Angela’s Ashes by Frank McCourt. I was looking through my notes from last school year to make sure that I technically read this book this year. It’s true. I did read it this year. It was in January, which seems both ages ago and no time at all. Frank McCourt writes more poignantly about childhood, poverty, innocence and loss of innocence than any other writer I’ve ever encountered. This is my go-to book whenever any of those things come up in discussion, and, as I tend to say, “it’s my go-to book for slum life.” As crude as it sounds, it’s true. And the whole book is true too, given that it’s a memoir. I said ages ago that I’d read ‘Tis (the sequel) and I haven’t yet, but will definitely get around to it soon.

The Immortal Life of Henrietta Lacks by Rebecca Skloot. I don’t know how I managed to put several other things before this, as it is the best book I’ve ever read and I read it this past summer. Incredible. Just incredible. You have to read it if you haven’t. There’s no way to describe it that does it justice. Just amazing.

These articles (1, 2) on reading. My reading has developed in such a different way in the past couple of months; annotating has approached new standards and levels, which I hope to keep improving. Both of these articles were eye-opening in terms of approaching things in a new manner. More to come on how I read later.

Explaining Twerking to Your Parents. For all teenagers out there. All of them. All teenagers who have to deal with our potentially decaying (though quite up to debate, I admit) pop culture. Inexplicably fantastic.

War and Baked Beans. My dad sent me this article one afternoon. Food for thought, definitely, with no pun intended. Which brings me to…

The Things They Carried by Tim O’Brien. Wow. This is one of those books you read in just a couple hours and then need a week to think about. Intense, certainly, but poetic, as a teacher and I agreed on. For sure on my reread list.

Thirteen Reasons Why by Jay Asher. I wrote about it here right after I first read it, but I gifted my sister a copy and found myself, as I was attempting to wrap it, halfway through rereading it. Similar to The Things They Carried in terms of the way in which you need to read it- three hours or less, and then nothing else for a week. Don’t do what I did and read The Lost Symbol right afterwards. Let’s just say it doesn’t work well that way.

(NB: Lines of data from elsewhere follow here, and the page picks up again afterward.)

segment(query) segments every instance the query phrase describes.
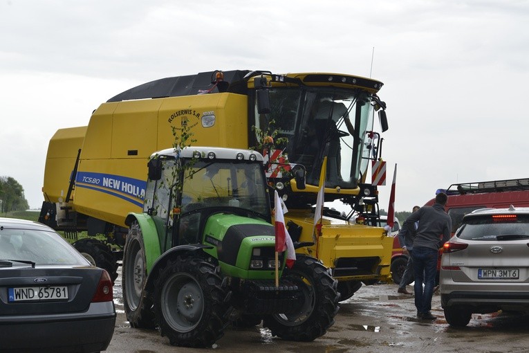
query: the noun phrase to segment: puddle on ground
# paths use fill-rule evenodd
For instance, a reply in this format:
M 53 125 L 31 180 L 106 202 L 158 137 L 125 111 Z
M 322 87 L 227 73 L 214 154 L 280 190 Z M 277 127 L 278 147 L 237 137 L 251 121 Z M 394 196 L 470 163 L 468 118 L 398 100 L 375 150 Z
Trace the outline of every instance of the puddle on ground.
M 351 329 L 355 331 L 370 331 L 371 332 L 380 332 L 380 326 L 372 326 L 371 325 L 348 325 Z

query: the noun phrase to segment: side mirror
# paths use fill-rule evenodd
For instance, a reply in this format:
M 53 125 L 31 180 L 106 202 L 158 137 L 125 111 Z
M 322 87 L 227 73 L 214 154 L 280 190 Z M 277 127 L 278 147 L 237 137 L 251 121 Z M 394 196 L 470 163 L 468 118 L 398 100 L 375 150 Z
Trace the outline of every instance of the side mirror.
M 270 114 L 270 108 L 268 91 L 266 89 L 256 90 L 255 98 L 257 100 L 257 113 L 259 114 Z
M 160 180 L 162 179 L 162 161 L 158 159 L 151 159 L 147 163 L 149 168 L 149 179 Z
M 382 132 L 387 131 L 389 127 L 387 125 L 387 116 L 386 116 L 385 110 L 378 111 L 378 120 L 380 122 L 380 127 L 382 129 Z
M 293 174 L 294 174 L 294 179 L 296 181 L 296 186 L 299 190 L 305 190 L 305 176 L 306 172 L 305 168 L 300 165 L 296 165 L 292 169 Z

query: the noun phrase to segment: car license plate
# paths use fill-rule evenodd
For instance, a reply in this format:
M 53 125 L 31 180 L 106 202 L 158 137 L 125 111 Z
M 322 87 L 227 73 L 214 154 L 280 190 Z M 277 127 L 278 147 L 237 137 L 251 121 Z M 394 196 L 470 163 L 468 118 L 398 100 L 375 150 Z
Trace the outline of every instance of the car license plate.
M 519 269 L 479 269 L 480 280 L 517 280 L 520 277 Z
M 66 286 L 21 287 L 8 289 L 9 302 L 24 301 L 67 300 Z

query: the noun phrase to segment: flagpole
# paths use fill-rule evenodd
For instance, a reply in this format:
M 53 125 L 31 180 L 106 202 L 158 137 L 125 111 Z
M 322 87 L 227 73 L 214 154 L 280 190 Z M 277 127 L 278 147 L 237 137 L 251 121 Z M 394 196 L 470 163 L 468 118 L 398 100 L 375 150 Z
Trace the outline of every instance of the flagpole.
M 275 252 L 275 287 L 279 287 L 279 256 L 277 251 Z

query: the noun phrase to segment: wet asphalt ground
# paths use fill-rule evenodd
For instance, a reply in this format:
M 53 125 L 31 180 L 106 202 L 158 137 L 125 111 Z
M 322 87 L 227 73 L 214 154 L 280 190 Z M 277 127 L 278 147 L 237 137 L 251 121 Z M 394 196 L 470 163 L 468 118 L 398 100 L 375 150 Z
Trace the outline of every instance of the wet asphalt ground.
M 412 287 L 408 287 L 409 291 Z M 433 321 L 416 318 L 412 296 L 397 293 L 397 285 L 362 287 L 342 302 L 335 324 L 313 342 L 289 342 L 272 337 L 260 325 L 228 329 L 212 348 L 173 347 L 158 331 L 133 329 L 123 311 L 120 275 L 114 287 L 118 319 L 106 352 L 165 353 L 216 351 L 228 353 L 346 352 L 528 352 L 529 315 L 474 314 L 468 326 L 451 327 L 445 320 L 438 293 L 434 296 Z

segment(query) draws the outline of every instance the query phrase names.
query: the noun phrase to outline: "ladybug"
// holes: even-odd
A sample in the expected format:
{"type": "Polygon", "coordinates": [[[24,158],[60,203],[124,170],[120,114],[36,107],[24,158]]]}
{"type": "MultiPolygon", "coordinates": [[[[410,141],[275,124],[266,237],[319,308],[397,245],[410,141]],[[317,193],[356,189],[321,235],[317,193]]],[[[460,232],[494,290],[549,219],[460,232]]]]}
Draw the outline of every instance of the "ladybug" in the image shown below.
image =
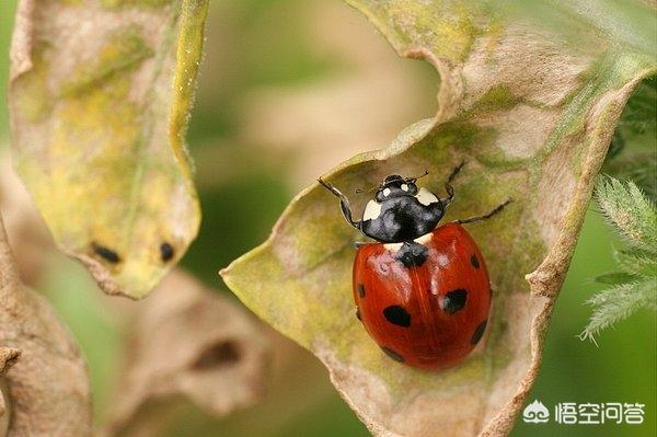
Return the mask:
{"type": "Polygon", "coordinates": [[[484,335],[491,280],[482,252],[462,225],[488,219],[510,202],[484,216],[437,227],[454,197],[451,182],[462,166],[449,175],[445,198],[418,189],[417,180],[428,172],[385,177],[358,221],[351,218],[348,198],[319,180],[339,198],[345,220],[377,241],[356,243],[356,317],[390,358],[425,370],[459,364],[484,335]]]}

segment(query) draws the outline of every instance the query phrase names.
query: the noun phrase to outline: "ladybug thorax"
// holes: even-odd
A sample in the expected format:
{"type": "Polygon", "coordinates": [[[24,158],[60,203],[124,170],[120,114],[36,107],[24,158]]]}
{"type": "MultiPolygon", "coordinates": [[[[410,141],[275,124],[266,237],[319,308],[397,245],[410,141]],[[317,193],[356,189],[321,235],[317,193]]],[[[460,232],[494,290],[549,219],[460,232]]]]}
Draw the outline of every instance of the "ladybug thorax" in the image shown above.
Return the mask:
{"type": "Polygon", "coordinates": [[[380,242],[401,243],[433,231],[443,215],[445,205],[434,193],[391,175],[367,204],[360,228],[380,242]]]}

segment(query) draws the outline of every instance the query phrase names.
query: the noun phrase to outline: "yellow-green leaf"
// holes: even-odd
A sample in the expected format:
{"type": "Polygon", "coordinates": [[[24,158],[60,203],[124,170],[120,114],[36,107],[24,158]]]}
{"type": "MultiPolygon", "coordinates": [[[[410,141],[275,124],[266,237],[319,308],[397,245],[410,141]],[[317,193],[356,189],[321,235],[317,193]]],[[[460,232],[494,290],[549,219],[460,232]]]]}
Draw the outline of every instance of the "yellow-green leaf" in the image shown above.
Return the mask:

Give and Take by Adam Grant. Sociology, which has been a fairly new topic to me this year, is brought into a totally new light in this book. After reading about him in this NY Times Magazine article a long time ago, I waited to buy the book because it was a hardcover I could only find on Amazon. With a gift card one day, I splurged on it, and never looked back. My copy is currently lent out, but you will want one for yourself. It’s going to change the way I approach everything (and has already) moving forwards.

Both of these articles on running (1, 2). I ran track this spring again, the 400 and 800 meters. But I just love running. I’ve never been “good” at running long-distance, but I am vowing to run more for me next year. Both of these were great to read as general ideas/opinions/advice, not just on running.

Philosophical thoughts here. I know the people who run this blog, and this is a favorite sample of their writing. Reminds me a bit of several quotes from Paolo Freire’s Pedagogy of the Oppressed that we read in class (which is yet another book on my reading list). Philosophical questions are coming up in my annotations more, so I need to explore more writing and apply ideas across things.

Lastly, if that wasn’t enough reading material, this made me laugh back in June or July. Especially relevant given that this is an end-of-year list. You can be one of those people and comment on this post if you’d like, but no guarantees I won’t do the same on yours.

Happy reading! What’s the best you’ve read this year?